In Memoriam: Alex DiIorio, Director of WPI's Bioprocess Center
Alexander L. G. DiIorio, 48, affiliated assistant professor of biology and biotechnology at WPI and director of the WPI Bioprocess Center, died Friday, July 9, 2010, after a long illness. He joined WPI in 1991 just after earning a PhD from the university. He also held an MS from WPI and a BS from Columbia University.
DiIorio directed the WPI Bioprocess Laboratory, which was built on the fourth floor of the Salisbury Laboratories building in the early 1990s with the aid of grants from The Kresge and W. M. Keck foundations. It was one of the only academic labs in the country at the time dedicated to research and education in bioprocess engineering. With the construction of the Life Sciences and Bioengineering Center at Gateway Park in 2007, the laboratory moved to the new building and was significantly expanded to create the Bioprocess Center.
Under DiIorio's direction, the laboratory and center provided contract research and development services to the biotechnology industry. Its services included developing and optimizing fermentation and purification processes, developing new strains of organisms and new media, and conducting performance testing of equipment. The lab worked with dozens of companies and performed hundreds of fermentations, achieving performance yield increases as high as 100 percent.

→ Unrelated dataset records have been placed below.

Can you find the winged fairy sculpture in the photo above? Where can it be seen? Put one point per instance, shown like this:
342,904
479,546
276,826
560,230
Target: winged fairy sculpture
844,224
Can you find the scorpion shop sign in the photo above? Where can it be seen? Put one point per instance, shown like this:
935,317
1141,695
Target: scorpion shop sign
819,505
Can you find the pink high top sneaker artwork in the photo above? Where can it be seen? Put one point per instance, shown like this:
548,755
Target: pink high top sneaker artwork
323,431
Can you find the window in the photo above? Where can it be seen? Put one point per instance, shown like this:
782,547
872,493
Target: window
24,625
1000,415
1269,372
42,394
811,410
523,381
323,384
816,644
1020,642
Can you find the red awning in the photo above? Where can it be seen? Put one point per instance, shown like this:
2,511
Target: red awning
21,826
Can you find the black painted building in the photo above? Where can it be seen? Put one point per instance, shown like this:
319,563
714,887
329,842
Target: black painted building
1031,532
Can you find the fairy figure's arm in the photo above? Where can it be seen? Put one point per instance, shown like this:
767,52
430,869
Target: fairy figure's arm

Over the past several years, DiIorio worked in partnership with EdeniQ, a California company, to develop new processes for producing the biofuel Ethanol from the cellulose in agricultural waste and other sources of environmentally sound biomass (lessening the need to use corn and other foods for ethanol production). DiIorio led a research team that studied the microorganism in the guts of termites as well as fungi and other organisms that can break down cellulose, looking for naturally occurring microbes or enzymes that could be harnessed in the lab.
Last year EdeniQ licensed the technology DiIorio developed. "The research from WPI is integral to our ongoing development of a scalable, cost-effective cellulosic solution," Larry Gross CEO of EdeniQ, said at the time. "This technology not only plays an important part in our low-cost process for converting cellulosic biomass into ethanol, but also is incorporated into our Corn3 Yield Enhancement Program, which reduces the amount of corn used to make first-generation ethanol by about 10 percent."
In earlier research, DiIorio developed techniques for using proteins to concentrate and recover heavy metals from wastewater streams, particularly dilute streams, which are the most challenging for existing technologies. In 1996 he was one of two WPI researchers to receive research awards from the Worcester-based Fairlawn Foundation—the first awards the foundation granted to WPI. DiIorio's award funded research on time-release drug agents, including PGA (polyglutamic acid), a high-molecular weight compound that could form a protective shield around medications and dissolve slowly to release the drugs into the blood stream over time.
The Bioprocess Center has played a central role in workforce retraining programs offered by WPI's Corporate and Professional Education Division. The programs, developed in partnership with a number of major biotechnology companies, prepare students for positions in the burgeoning biomanufacturing industry in Massachusetts. DiIorio led a number of these programs, assisted by instructors drawn from industry.
DiIorio leaves his wife, Carol A. (Gurney) DiIorio; three children; his mother, Angelina (DelMonaco) DiIorio, of Westfield, N.J.; two brothers; and nephews and nieces.
A memorial mass will be held at 11 a.m. on Saturday, July 17, in Holy Trinity Roman Catholic Church, 315 First Street, Westfield, N.J. Memorial contributions may be made to the Rose Monahan Hospice Home in care of VNA Care Network Inc. Development Office, 120 Thomas Street, Worcester, MA 01608-1280.